By Stephen J. Kotz
Concerned over the massing of a number of new flat-roofed houses that have recently appeared in the village, the North Haven Village Board on Tuesday said it would change the code to tighten height restrictions on them.
After a public hearing at which nobody spoke, the board appeared to be ready to reduce the maximum height to 27 feet while leaving the current 35-foot height limit in place for houses with traditional peaked roofs. However, board members agreed the proposed height restriction could be reduced even more, with board members Dianne Skilbred and James Laspesa saying they would support a height limit of only 25 feet for flat roofs.
In the end, the board agreed to a compromise that will create a limit of 25 feet on lots of 1 acre or smaller while allowing a height of 27 feet on larger lots.
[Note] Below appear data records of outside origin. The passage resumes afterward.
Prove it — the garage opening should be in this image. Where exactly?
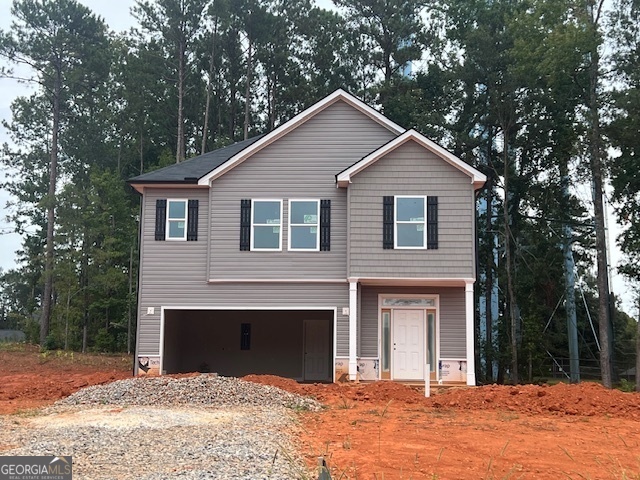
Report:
[162,310,334,382]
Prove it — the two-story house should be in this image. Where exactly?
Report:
[129,90,486,385]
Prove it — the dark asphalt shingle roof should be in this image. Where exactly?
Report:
[129,135,264,183]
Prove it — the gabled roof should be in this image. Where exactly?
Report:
[336,130,487,190]
[128,135,264,188]
[198,89,405,185]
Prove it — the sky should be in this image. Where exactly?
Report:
[0,0,637,317]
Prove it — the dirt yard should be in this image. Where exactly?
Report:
[0,347,640,480]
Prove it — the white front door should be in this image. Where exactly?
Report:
[304,320,331,382]
[391,309,425,380]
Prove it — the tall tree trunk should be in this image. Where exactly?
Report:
[40,65,62,347]
[484,174,494,381]
[139,128,144,175]
[502,127,519,384]
[176,39,186,163]
[127,245,133,354]
[636,290,640,392]
[244,37,253,140]
[80,231,89,353]
[200,17,218,155]
[587,2,613,388]
[560,168,580,383]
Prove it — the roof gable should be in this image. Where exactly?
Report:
[128,135,264,190]
[198,89,405,185]
[336,130,487,190]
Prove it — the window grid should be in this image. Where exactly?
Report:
[393,195,427,250]
[165,198,188,240]
[288,198,320,252]
[251,199,282,252]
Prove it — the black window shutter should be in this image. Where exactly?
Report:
[320,200,331,252]
[156,199,167,240]
[240,200,251,251]
[427,197,438,250]
[187,200,198,242]
[382,197,394,250]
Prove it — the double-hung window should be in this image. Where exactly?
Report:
[251,200,282,251]
[166,199,187,240]
[394,195,427,248]
[289,200,320,252]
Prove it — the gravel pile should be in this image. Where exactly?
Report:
[55,374,322,411]
[0,406,311,480]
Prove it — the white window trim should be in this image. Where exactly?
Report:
[287,198,320,252]
[393,195,427,250]
[164,198,189,242]
[250,198,282,252]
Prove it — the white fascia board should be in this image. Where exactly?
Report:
[129,182,208,193]
[336,130,487,190]
[358,277,475,287]
[198,89,405,186]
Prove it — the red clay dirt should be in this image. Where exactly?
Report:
[0,347,640,480]
[245,375,640,480]
[0,345,132,414]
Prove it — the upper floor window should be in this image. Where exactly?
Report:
[166,200,187,240]
[155,198,198,242]
[395,196,427,248]
[289,200,320,251]
[251,200,282,251]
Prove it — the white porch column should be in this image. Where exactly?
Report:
[349,279,358,382]
[464,280,476,386]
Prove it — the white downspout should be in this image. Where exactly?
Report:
[349,280,358,382]
[464,280,476,386]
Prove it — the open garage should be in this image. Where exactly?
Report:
[162,309,335,382]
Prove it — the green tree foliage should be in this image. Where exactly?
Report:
[607,0,640,281]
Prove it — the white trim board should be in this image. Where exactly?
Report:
[336,130,487,190]
[198,89,405,186]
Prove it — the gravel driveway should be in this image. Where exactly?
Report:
[0,376,317,479]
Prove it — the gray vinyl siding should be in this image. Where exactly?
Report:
[138,188,349,355]
[349,141,475,278]
[209,101,394,280]
[359,286,467,358]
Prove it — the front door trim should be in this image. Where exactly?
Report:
[378,293,440,381]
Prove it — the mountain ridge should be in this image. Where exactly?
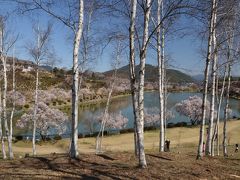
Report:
[103,64,194,83]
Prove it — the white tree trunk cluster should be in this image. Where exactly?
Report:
[69,0,84,158]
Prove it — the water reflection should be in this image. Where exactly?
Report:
[15,92,240,134]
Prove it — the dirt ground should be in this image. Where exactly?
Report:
[0,152,240,180]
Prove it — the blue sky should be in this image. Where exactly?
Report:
[0,3,239,75]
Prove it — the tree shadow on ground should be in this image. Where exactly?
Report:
[146,154,173,161]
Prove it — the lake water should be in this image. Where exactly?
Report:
[79,92,240,133]
[16,92,240,136]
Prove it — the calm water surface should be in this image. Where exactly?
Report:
[15,92,240,136]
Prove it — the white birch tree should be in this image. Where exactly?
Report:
[197,0,217,159]
[17,0,84,158]
[27,24,52,156]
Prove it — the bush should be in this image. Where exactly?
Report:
[24,104,30,109]
[53,135,62,141]
[15,135,23,141]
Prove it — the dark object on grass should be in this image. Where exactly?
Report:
[235,144,238,152]
[164,140,170,152]
[25,153,30,158]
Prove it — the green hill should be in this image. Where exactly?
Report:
[104,64,194,83]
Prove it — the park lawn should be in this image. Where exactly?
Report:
[10,120,240,156]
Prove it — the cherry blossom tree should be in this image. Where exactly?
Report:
[7,91,26,106]
[144,107,175,126]
[96,111,128,130]
[16,102,69,140]
[175,95,210,125]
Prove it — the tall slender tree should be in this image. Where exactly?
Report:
[197,0,217,159]
[27,24,52,156]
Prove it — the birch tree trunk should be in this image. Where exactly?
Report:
[129,0,139,156]
[32,62,39,156]
[212,66,227,156]
[223,60,231,157]
[0,87,7,159]
[9,50,16,159]
[96,42,120,154]
[137,0,151,168]
[0,17,7,159]
[2,57,13,158]
[197,0,217,159]
[206,7,217,155]
[157,0,165,152]
[69,0,84,158]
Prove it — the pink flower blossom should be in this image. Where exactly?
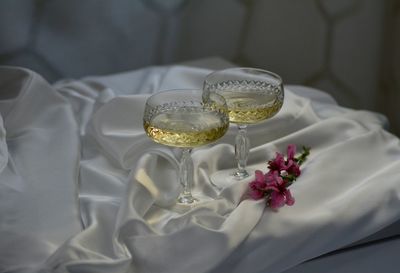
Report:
[249,144,310,209]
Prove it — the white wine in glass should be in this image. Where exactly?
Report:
[143,89,229,204]
[203,67,284,180]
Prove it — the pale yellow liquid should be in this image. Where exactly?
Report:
[144,107,229,147]
[218,91,283,124]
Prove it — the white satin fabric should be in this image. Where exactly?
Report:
[0,66,400,273]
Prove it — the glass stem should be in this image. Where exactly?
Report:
[234,125,250,179]
[178,148,196,204]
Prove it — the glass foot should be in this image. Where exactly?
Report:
[177,195,199,205]
[231,170,250,180]
[210,169,254,190]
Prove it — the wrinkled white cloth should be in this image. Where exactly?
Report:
[0,66,400,273]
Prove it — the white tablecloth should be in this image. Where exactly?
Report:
[0,63,400,273]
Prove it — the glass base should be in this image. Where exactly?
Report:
[210,169,254,190]
[177,194,199,205]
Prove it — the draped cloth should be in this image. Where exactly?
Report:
[0,65,400,273]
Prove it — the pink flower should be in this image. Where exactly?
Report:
[286,159,301,177]
[249,144,310,209]
[266,171,294,209]
[287,144,296,160]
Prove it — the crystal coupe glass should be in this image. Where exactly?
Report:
[143,89,229,204]
[203,67,284,180]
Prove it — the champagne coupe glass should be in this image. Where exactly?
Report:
[203,67,284,180]
[143,89,229,204]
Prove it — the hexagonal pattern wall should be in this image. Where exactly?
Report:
[0,0,400,133]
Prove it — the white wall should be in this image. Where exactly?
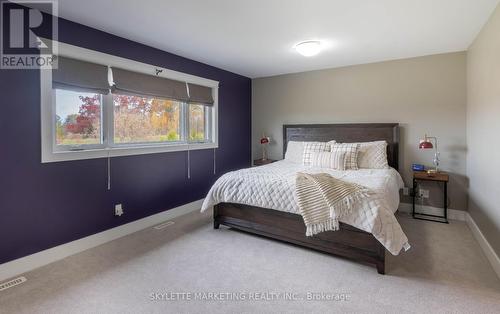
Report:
[467,6,500,255]
[252,52,467,209]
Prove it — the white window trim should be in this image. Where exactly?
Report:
[40,42,219,163]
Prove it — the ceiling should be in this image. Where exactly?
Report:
[52,0,499,78]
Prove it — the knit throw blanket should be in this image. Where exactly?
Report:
[295,172,369,236]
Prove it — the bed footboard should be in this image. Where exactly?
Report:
[214,203,385,274]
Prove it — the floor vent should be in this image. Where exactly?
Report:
[153,221,175,230]
[0,277,28,291]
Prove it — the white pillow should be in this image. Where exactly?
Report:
[302,142,331,166]
[358,141,389,169]
[285,141,305,164]
[330,142,360,170]
[311,151,347,170]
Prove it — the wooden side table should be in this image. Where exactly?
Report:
[253,158,277,166]
[412,171,449,224]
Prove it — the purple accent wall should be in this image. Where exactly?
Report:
[0,13,251,264]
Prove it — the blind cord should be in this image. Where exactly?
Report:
[188,145,191,179]
[214,148,217,174]
[107,151,111,191]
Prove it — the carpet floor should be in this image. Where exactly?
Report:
[0,212,500,313]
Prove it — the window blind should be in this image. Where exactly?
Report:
[188,83,214,106]
[52,56,109,95]
[112,68,189,101]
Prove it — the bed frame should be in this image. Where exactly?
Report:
[214,123,399,274]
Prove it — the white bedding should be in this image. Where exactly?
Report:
[201,160,409,255]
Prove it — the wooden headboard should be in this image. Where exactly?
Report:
[283,123,399,170]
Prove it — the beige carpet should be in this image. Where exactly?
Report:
[0,213,500,313]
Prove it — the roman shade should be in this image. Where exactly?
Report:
[52,56,109,95]
[112,68,189,101]
[188,83,214,106]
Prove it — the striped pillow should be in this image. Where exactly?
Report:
[311,151,347,170]
[302,142,331,166]
[331,143,360,170]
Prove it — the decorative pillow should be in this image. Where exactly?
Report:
[285,141,305,164]
[357,141,389,169]
[311,151,346,170]
[302,142,331,166]
[330,142,360,170]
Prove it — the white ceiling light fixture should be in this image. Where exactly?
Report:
[295,40,321,57]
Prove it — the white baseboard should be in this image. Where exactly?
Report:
[465,213,500,278]
[398,203,468,221]
[398,203,500,278]
[0,200,203,281]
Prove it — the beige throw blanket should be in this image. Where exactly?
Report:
[295,172,369,236]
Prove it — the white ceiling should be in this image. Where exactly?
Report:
[54,0,499,78]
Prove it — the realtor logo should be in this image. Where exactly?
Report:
[0,0,58,69]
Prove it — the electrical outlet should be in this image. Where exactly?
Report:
[115,204,123,217]
[418,189,429,198]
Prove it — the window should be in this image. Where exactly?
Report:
[189,104,210,142]
[40,43,218,162]
[113,94,183,144]
[55,89,103,149]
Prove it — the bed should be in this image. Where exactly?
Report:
[202,123,409,274]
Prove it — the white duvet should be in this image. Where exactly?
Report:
[201,160,409,255]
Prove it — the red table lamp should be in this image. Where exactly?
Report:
[418,134,439,174]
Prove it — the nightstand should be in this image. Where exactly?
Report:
[412,171,449,224]
[253,158,277,166]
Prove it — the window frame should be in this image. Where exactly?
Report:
[40,42,219,163]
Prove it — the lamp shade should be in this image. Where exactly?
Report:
[418,138,434,149]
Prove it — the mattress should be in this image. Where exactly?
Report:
[202,160,409,255]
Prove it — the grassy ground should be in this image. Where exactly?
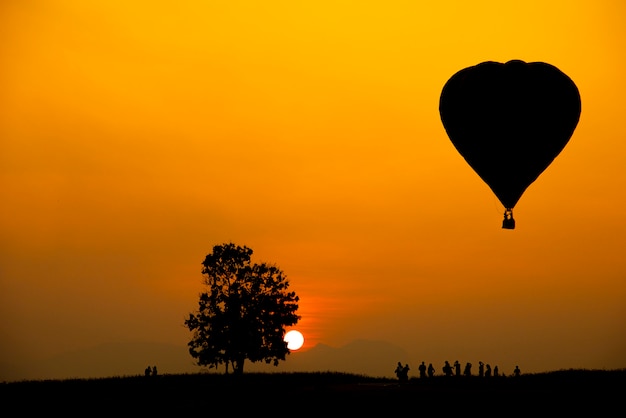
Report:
[0,370,626,418]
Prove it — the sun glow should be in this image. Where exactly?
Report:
[285,329,304,351]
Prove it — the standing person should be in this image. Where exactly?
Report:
[419,362,426,379]
[395,362,402,380]
[463,362,472,377]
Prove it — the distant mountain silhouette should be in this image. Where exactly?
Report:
[0,342,200,381]
[0,340,410,382]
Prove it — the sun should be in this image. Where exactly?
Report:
[284,329,304,351]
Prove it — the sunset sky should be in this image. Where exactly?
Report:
[0,0,626,381]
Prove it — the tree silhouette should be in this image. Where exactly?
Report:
[185,243,300,374]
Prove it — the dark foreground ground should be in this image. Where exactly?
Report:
[0,370,626,418]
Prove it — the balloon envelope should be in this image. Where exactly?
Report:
[439,60,581,225]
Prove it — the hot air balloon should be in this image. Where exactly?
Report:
[439,60,581,229]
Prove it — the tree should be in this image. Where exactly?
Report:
[185,243,300,374]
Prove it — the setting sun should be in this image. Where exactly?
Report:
[285,329,304,351]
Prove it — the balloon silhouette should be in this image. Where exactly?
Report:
[439,60,581,229]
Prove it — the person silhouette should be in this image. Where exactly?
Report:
[443,360,452,376]
[419,362,426,378]
[402,363,411,382]
[463,362,472,376]
[395,362,402,380]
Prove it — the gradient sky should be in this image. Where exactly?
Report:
[0,0,626,381]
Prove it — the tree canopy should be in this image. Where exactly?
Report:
[185,243,300,374]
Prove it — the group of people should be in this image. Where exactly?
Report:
[396,362,410,382]
[396,360,521,382]
[144,366,159,376]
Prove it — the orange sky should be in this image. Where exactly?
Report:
[0,0,626,381]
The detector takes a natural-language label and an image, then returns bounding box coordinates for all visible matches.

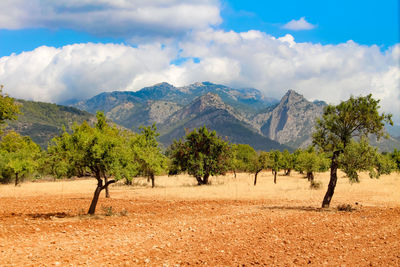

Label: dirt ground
[0,172,400,266]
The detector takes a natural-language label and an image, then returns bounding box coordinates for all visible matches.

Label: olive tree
[0,85,19,133]
[296,147,329,183]
[49,112,132,214]
[130,124,167,187]
[167,126,231,185]
[268,150,284,184]
[250,151,270,186]
[0,131,40,186]
[231,144,258,178]
[313,94,393,207]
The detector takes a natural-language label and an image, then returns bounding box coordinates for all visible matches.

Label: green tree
[296,147,328,182]
[268,150,284,184]
[281,149,296,176]
[168,126,231,185]
[0,131,40,186]
[49,112,131,214]
[131,124,167,187]
[313,95,393,207]
[231,144,258,178]
[0,85,19,133]
[390,148,400,171]
[253,151,270,186]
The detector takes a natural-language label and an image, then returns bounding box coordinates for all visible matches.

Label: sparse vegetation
[313,95,393,207]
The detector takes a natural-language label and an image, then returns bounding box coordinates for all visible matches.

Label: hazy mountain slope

Because of the changes to the original proposal, the board said it would draft a new version of the law, which should be ready by December’s meeting, before holding another hearing.
Mayor Jeff Sander said the board had decided to tackle the height issue after hearing several comments about new homes and learning that many neighboring municipalities have tighter restrictions on flat-roofed structures.
Jane Holden, a broker with Brown Harris Stevens, appeared before the board to ask it to lift a prohibition against open house signs. “I have a right to make a living just as I have a right to represent the people who are trying to sell their homes,” she told the board, asking that brokers be allowed to post open house signs for a reasonable time period on the day of the event. “If somebody leaves them up, they deserve to be taken down,” she added.
The board agreed that the temporary postings would not be that big a deal and agreed to allow open houses to be advertised for up to three hours. “We aren’t going to go out there with a stopwatch,” said Mayor Sander, whose wife is a real estate broker. “We’ll just monitor it to see if it is a problem.”